Alla manifestazione veronese giunta all'ottava edizione, dedicata alla realtà altro da sé e a tutto ciò che non è norma, Grazich porterà il canto libero dell'uomo errante attraverso il concerto evento Al buio la musica è più forte in cui lo affiancheranno Marco Lamberti alla chitarra, al bouzouki e seconda voce. A presentarlo sarà il critico musicale Enrico de Angelis.

Su richiesta del festival stesso, eseguiranno integralmente e per la prima volta l'album Temuto come grido, atteso come canto, dedicato agli ebrei prima internati e poi deportati dall'isola-manicomio di San Servolo, nella laguna veneta, chiamata l'isola dei matti poichè sede di un manicomio là dove nel VI secolo vissero i monaci di San Benedetto di Altino.

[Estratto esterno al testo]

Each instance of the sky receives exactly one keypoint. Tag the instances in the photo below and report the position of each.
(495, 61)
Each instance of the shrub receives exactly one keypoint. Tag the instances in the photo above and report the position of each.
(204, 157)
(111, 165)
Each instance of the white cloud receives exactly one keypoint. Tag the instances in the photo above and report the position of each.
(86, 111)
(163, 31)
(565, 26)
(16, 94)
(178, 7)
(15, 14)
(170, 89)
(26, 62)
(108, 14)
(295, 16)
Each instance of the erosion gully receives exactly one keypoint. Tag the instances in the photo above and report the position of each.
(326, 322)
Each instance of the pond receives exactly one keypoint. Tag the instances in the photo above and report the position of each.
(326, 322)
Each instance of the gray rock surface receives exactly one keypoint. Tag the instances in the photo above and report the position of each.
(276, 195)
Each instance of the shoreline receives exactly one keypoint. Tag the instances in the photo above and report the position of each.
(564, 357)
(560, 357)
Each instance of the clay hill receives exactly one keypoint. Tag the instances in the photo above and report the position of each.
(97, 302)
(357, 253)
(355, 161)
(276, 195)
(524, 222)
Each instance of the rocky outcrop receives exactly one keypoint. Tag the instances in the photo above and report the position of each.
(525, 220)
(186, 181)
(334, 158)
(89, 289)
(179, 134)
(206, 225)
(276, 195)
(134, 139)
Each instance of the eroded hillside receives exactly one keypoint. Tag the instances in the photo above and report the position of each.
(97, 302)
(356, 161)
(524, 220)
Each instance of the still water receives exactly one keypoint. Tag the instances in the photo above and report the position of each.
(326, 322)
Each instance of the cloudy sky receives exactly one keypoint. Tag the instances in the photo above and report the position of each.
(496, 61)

Michele Gazich opera nel campo della musica dagli inizi degli anni Novanta. Nella sua carriera ha collaborato con Massimo Bubola, Mark Olson, Eric Andersen, Massimo Priviero. Ha prodotto due album di Luigi Maieron e pubblicato una decina di album da solista con la propria etichetta.

Alcuni titoli sono "Temuto come grido, atteso come canto", "La via del sale", "Una Storia di Mare e di Sangue". Il costo del biglietto è di 1 euro simbolico. Si richiede mascherina ffp2. Il Bastione San Zeno si trova in Circonvallazione Maroncelli di fronte al n. Civico 5.